Adding llama models support #33

petric3 · 2024-05-01T08:23:41Z

Thank you for your program.

I was trying to do some sentiment analysis. I took your example and tried to switch the models, simply from hfapigo.RecommendedTextClassificationModel to meta-llama/Meta-Llama-3-8B, but the response is not returned (waiting for it indefinitely). I also tried to make it work with the llama models on other examples, but no response. Could you add an example on How to use the llama models via the HugFace API/Interface?

The text was updated successfully, but these errors were encountered:

Kardbord · 2024-05-02T02:38:08Z

Hi @petric3, thanks for the issue! I think the problem you're seeing is caused by a couple of things.

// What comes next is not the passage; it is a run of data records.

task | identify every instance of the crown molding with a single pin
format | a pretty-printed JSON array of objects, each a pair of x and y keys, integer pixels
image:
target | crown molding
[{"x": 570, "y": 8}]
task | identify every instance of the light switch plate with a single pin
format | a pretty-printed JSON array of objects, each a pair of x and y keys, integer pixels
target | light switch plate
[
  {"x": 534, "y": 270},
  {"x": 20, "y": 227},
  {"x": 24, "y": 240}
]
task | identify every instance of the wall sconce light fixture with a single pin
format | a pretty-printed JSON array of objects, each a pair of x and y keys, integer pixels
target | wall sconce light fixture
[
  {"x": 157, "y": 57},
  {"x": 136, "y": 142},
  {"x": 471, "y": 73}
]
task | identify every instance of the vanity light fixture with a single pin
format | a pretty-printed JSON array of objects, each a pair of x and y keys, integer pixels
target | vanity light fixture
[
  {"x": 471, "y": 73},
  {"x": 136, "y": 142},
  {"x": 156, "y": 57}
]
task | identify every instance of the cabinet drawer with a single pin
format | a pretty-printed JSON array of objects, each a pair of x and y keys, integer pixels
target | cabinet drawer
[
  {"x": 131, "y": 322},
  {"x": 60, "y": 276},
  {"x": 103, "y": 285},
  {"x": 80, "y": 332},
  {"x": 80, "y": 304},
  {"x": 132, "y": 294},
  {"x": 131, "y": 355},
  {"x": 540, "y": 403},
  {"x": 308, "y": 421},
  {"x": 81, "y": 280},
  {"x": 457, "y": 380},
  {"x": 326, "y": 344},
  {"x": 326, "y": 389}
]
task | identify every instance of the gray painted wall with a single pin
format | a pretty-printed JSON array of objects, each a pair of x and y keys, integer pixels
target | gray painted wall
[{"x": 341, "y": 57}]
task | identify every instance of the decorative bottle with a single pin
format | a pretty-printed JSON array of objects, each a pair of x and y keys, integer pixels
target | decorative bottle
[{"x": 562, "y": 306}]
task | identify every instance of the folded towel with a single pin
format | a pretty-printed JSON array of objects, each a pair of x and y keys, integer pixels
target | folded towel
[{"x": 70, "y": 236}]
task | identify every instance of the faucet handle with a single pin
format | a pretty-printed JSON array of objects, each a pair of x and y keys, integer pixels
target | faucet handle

The first is that meta-llama/Meta-Llama-3-8B is unfortunately not available for free (serverless) access via the Inference API. From the model page:

Model is too large to load in Inference API (serverless). To try the model, launch it on Inference Endpoints (dedicated) instead.

The second issue is that the llama models seem to all be set up for text-generation rather than text-classification. You might try one of the other text-classification models hosted on HF: https://huggingface.co/models?pipeline_tag=text-classification&sort=downloads

Thanks for letting me know that the example hangs indefinitely when given a llama model. I've opened #34 to track that issue. Unfortunately it may be awhile before I'm able to get to it. Life is busy right now with my day job and an upcoming house-move. :)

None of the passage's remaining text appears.